From a utilitarian perspective, the moral legitimacy of medical marijuana would be decided based on the maximization of pleasure and minimization of pain. Act-utilitarianism would look at this argument from an individual perspective. Rule-utilitarianism would look at this argument from a societal perspective. Medical marijuana is supposed to provide relief to patients suffering certain diseases and/or ease suffering from medical treatments. However, as an illegal substance, there is greater concern for drug trafficking and cartels involved in the illicit distribution of marijuana. Since there is no regulatory practice for cultivation and distribution—regulating the source—there is no method of prevention of medical marijuana being funneled into the street sale of drugs. Additionally, in state CUA’s in which medical marijuana is allowed for any condition in which it is beneficial, there is an available avenue for legal sale of recreational drugs on a state level. This undermines palliative medical use.

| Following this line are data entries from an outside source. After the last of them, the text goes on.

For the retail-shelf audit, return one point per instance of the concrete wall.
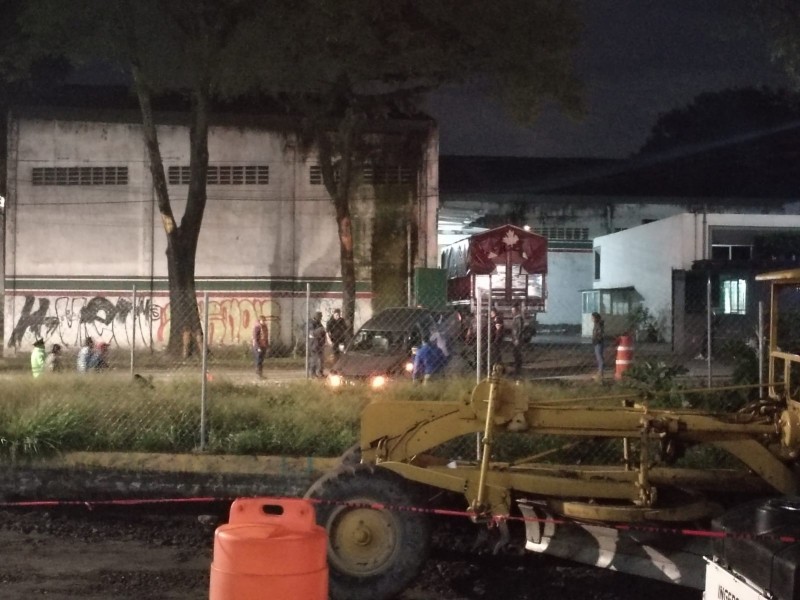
(568, 273)
(644, 257)
(75, 252)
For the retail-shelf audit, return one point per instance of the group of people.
(91, 357)
(335, 329)
(491, 349)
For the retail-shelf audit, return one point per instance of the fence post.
(204, 384)
(760, 347)
(708, 330)
(478, 338)
(133, 329)
(489, 330)
(409, 265)
(308, 319)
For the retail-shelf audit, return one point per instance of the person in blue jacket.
(428, 361)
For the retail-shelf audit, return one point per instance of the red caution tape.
(493, 519)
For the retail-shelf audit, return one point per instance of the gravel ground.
(127, 554)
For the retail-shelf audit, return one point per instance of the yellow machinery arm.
(397, 435)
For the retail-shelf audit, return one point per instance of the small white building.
(83, 228)
(646, 271)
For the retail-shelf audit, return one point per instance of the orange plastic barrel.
(269, 549)
(624, 355)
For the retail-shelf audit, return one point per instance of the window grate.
(79, 176)
(372, 174)
(222, 175)
(575, 234)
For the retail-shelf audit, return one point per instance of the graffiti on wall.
(68, 320)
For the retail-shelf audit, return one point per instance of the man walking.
(337, 331)
(260, 344)
(316, 346)
(598, 342)
(517, 331)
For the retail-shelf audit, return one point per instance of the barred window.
(372, 174)
(223, 175)
(79, 176)
(315, 175)
(387, 174)
(575, 234)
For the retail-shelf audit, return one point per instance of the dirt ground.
(123, 554)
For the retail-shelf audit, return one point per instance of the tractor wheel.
(374, 553)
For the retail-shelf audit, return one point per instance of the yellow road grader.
(668, 493)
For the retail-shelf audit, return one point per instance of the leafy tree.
(779, 20)
(718, 116)
(345, 65)
(361, 62)
(167, 46)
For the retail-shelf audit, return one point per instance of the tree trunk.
(340, 181)
(185, 332)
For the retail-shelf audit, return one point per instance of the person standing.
(598, 342)
(316, 346)
(260, 344)
(495, 336)
(85, 355)
(98, 361)
(337, 331)
(428, 361)
(53, 361)
(38, 357)
(517, 336)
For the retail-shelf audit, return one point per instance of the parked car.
(382, 349)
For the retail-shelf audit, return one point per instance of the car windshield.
(380, 342)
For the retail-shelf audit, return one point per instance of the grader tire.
(373, 553)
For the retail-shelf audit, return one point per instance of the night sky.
(638, 59)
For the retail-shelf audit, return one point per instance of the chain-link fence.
(183, 355)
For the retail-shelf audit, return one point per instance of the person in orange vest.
(260, 344)
(598, 342)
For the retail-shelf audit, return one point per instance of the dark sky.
(638, 59)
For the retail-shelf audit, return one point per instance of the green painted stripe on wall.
(209, 284)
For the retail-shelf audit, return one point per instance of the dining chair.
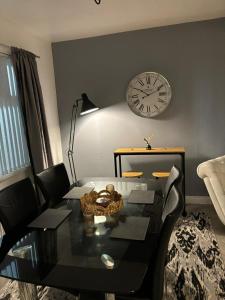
(54, 184)
(18, 205)
(153, 285)
(173, 178)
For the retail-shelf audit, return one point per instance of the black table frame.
(182, 157)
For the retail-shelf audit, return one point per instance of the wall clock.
(148, 94)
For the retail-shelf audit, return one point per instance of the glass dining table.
(70, 256)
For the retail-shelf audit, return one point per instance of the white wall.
(12, 35)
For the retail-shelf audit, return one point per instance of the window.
(13, 147)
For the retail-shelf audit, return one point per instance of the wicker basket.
(104, 203)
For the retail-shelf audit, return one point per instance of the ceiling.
(58, 20)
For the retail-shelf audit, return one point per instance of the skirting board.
(198, 200)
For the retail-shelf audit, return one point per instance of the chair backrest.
(171, 212)
(18, 205)
(174, 177)
(54, 184)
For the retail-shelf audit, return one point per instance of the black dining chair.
(174, 177)
(153, 286)
(18, 205)
(54, 184)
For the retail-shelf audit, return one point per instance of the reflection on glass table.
(72, 255)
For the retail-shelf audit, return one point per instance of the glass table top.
(78, 244)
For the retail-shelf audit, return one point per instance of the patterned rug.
(195, 269)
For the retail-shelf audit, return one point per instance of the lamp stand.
(70, 152)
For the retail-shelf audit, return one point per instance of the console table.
(118, 153)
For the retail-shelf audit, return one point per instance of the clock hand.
(141, 91)
(151, 93)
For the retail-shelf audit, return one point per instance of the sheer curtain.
(13, 147)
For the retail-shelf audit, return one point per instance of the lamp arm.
(70, 151)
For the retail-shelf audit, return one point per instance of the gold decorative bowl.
(104, 203)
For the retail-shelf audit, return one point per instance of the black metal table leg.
(183, 182)
(115, 164)
(120, 166)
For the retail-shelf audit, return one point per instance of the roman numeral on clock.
(141, 82)
(159, 87)
(148, 108)
(161, 101)
(141, 107)
(136, 102)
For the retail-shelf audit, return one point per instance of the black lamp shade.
(87, 105)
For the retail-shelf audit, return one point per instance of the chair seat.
(161, 174)
(131, 174)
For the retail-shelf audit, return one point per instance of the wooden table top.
(147, 151)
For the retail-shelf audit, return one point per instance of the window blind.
(13, 146)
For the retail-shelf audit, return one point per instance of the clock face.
(148, 94)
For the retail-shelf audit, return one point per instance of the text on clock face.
(148, 94)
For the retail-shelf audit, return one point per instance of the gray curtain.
(33, 108)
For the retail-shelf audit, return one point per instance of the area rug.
(195, 268)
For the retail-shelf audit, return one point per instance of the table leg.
(183, 182)
(120, 166)
(115, 164)
(110, 297)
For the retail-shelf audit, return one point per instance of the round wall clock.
(148, 94)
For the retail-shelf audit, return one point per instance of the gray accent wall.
(191, 56)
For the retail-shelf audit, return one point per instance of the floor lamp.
(86, 107)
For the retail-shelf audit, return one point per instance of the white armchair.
(213, 174)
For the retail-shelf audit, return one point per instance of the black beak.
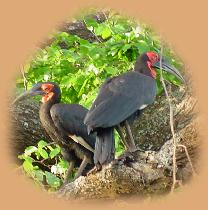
(168, 68)
(29, 93)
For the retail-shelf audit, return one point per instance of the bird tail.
(104, 146)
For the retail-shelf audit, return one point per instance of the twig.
(171, 123)
(24, 77)
(175, 144)
(188, 156)
(98, 39)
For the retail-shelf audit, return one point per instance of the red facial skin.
(153, 57)
(47, 88)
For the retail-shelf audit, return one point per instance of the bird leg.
(69, 172)
(130, 140)
(119, 130)
(81, 167)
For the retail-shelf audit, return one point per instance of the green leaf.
(43, 153)
(29, 150)
(54, 152)
(39, 175)
(52, 180)
(27, 165)
(142, 46)
(42, 144)
(106, 33)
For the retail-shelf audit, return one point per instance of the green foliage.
(80, 67)
(36, 158)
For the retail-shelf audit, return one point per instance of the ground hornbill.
(64, 124)
(120, 99)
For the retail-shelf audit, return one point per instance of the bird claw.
(95, 170)
(128, 157)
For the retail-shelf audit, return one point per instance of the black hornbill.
(120, 100)
(64, 124)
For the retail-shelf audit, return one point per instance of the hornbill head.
(49, 91)
(152, 60)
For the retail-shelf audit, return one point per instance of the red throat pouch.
(47, 97)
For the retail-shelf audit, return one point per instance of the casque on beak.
(168, 68)
(30, 93)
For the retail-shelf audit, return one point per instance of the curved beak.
(168, 68)
(29, 93)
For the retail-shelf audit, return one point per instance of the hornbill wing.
(69, 119)
(120, 97)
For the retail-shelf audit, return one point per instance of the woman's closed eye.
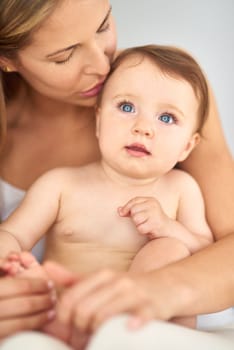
(64, 60)
(167, 118)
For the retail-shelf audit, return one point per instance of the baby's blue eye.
(127, 107)
(166, 118)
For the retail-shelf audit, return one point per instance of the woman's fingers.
(13, 325)
(78, 293)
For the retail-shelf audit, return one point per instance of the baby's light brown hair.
(176, 63)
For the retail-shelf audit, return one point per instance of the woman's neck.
(30, 106)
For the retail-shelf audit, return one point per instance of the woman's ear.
(193, 142)
(6, 65)
(97, 112)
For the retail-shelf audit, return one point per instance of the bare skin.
(27, 159)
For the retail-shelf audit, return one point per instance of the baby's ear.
(193, 142)
(97, 110)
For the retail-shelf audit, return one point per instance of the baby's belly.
(89, 257)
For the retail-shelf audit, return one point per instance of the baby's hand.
(147, 214)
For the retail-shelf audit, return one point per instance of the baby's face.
(146, 120)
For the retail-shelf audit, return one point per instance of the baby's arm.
(190, 226)
(32, 219)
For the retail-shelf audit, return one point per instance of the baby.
(132, 210)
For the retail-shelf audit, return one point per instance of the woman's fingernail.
(50, 284)
(51, 314)
(53, 296)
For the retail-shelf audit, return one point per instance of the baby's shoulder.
(180, 179)
(65, 175)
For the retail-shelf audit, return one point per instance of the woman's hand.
(91, 300)
(25, 304)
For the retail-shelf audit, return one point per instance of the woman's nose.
(97, 61)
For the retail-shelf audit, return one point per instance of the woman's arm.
(211, 164)
(202, 283)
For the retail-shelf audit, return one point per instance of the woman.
(54, 57)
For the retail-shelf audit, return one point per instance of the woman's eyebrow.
(75, 45)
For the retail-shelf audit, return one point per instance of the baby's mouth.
(138, 149)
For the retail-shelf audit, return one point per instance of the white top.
(10, 198)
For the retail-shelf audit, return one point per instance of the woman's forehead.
(72, 20)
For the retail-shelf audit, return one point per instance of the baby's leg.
(158, 253)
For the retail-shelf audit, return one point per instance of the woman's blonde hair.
(18, 20)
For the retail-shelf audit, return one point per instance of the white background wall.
(204, 27)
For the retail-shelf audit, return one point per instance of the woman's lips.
(94, 91)
(137, 150)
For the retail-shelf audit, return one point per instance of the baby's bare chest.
(95, 218)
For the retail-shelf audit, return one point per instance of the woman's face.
(70, 55)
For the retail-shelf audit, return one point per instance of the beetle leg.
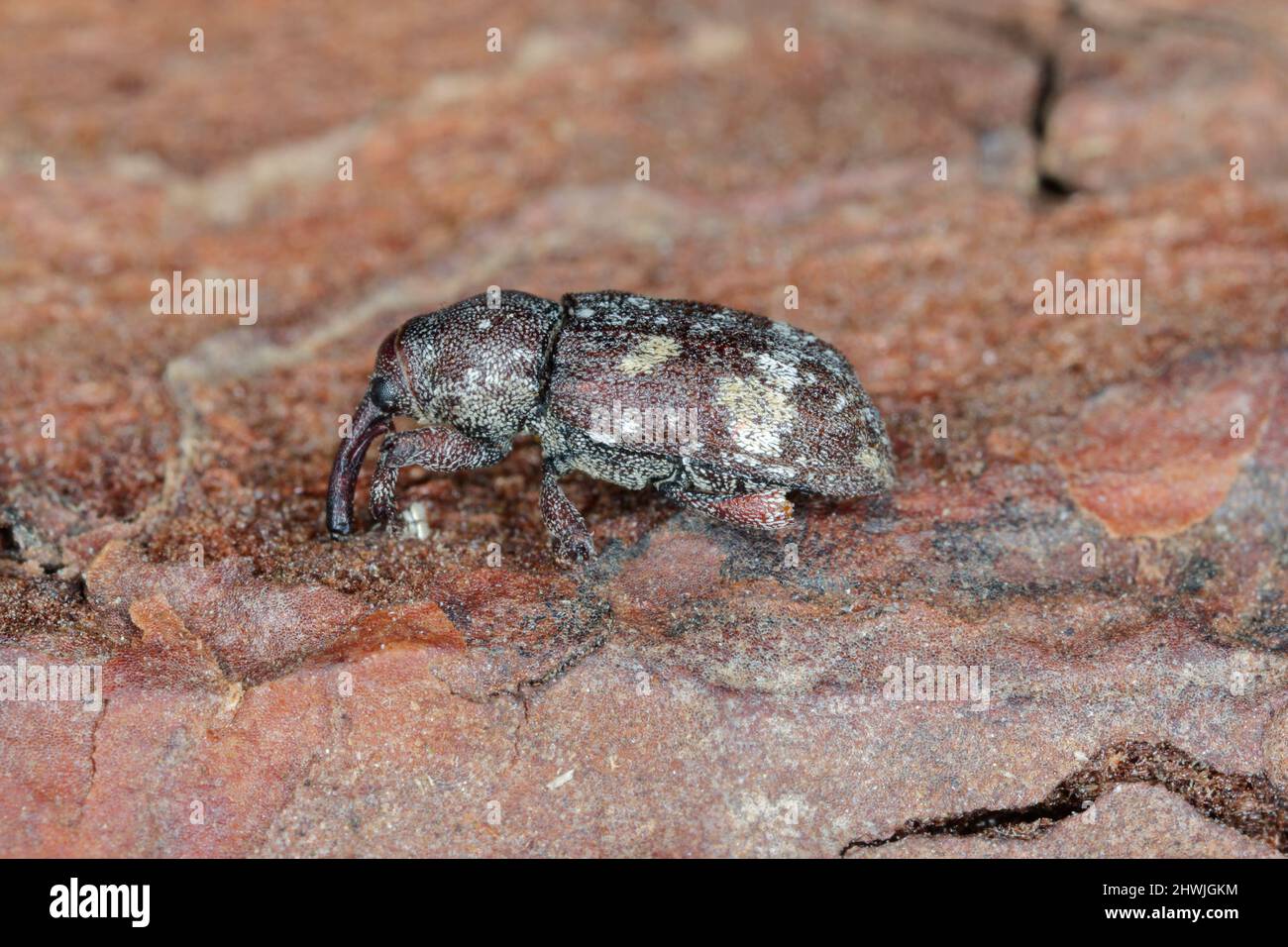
(767, 509)
(572, 540)
(434, 449)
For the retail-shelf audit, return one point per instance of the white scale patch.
(759, 414)
(780, 373)
(648, 354)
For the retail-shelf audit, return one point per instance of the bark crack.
(1247, 802)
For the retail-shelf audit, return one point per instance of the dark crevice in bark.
(1050, 185)
(1245, 802)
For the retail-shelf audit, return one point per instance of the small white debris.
(561, 780)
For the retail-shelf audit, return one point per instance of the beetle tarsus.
(571, 538)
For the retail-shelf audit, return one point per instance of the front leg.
(434, 449)
(572, 540)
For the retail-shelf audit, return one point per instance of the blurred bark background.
(697, 690)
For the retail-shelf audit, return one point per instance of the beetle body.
(720, 410)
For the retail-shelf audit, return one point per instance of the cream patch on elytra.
(760, 414)
(648, 354)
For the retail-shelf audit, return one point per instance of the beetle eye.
(382, 394)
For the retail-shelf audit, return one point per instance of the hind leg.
(764, 509)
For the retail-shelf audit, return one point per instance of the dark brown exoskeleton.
(720, 410)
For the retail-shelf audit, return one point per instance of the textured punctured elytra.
(720, 410)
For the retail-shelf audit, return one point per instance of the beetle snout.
(369, 423)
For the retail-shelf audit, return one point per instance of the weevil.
(720, 410)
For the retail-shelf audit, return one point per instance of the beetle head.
(387, 394)
(476, 367)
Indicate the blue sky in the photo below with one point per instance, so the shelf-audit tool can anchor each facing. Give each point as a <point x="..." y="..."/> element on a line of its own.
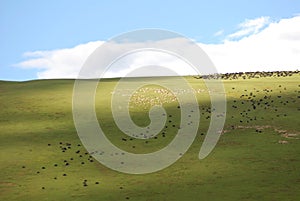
<point x="28" y="26"/>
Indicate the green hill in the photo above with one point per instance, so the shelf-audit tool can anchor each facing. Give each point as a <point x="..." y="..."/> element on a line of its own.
<point x="256" y="158"/>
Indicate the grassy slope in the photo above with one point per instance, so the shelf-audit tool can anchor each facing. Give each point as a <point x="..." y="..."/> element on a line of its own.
<point x="36" y="124"/>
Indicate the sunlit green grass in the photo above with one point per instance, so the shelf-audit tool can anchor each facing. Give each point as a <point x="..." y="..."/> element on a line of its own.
<point x="38" y="138"/>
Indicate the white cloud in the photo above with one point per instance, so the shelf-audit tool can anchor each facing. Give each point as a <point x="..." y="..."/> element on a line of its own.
<point x="219" y="33"/>
<point x="260" y="45"/>
<point x="250" y="27"/>
<point x="277" y="47"/>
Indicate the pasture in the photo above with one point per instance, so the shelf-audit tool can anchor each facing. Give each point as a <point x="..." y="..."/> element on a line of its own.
<point x="256" y="158"/>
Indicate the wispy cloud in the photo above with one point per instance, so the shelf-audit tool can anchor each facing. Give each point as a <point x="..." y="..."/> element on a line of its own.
<point x="260" y="45"/>
<point x="219" y="33"/>
<point x="249" y="27"/>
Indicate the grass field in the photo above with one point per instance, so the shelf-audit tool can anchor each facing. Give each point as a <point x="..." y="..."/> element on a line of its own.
<point x="256" y="158"/>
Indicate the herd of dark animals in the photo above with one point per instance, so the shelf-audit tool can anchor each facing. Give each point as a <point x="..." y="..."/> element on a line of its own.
<point x="249" y="99"/>
<point x="248" y="75"/>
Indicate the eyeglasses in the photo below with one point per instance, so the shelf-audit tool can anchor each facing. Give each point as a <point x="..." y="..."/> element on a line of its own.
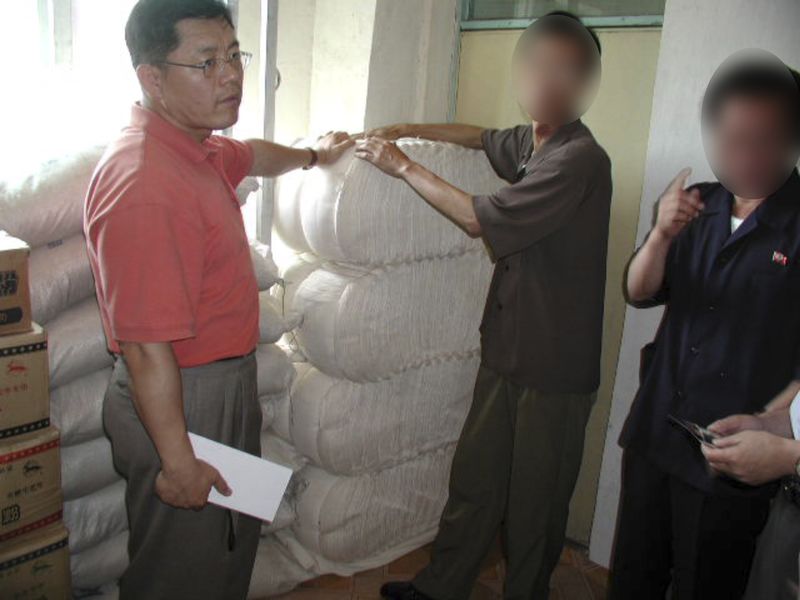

Prescription drugs are regulated to prevent legal recreational sale.
My opinion is that legalization of medical marijuana is not morally sound. Currently there is greater evidence to support it remaining an illegal substance. Legalization will require a paradigm shift in thinking about the classification of illegal and legal drugs and will require a similar shift in thinking about what is acceptable recreational drug use, as is mentioned in moral realism. But until there is scientific evidence as well as evidence that fair and realistic controls could be put in place delineating legal medical use of marijuana, it will be hard to change the mind of either side of the argument. It is entirely reasonable that marijuana could be regulated for medical use, but illicit use must also be addressed. Medical legalization will not necessarily stop the illegal trade. It is also fair to legitimize medical use through scientific study to validate patients who receive medical benefit from marijuana and the physicians who suggest its use, so that they can be viewed as something other than drug users and drug dealers.
Consequences include medical marijuana not being available to those who find it helpful as well as legal repercussions for patients, doctors and cultivators/distributors. Illegal status could also create continued hindrance to scientific, medical study. Additionally remaining an illegal substance reduces those who use it medically to drug users and the physicians prescribing it to drug dealers. Remaining an illegal substance does nothing to curtail the illicit drug market and keeps costs of enforcing illegal status high and cumbersome.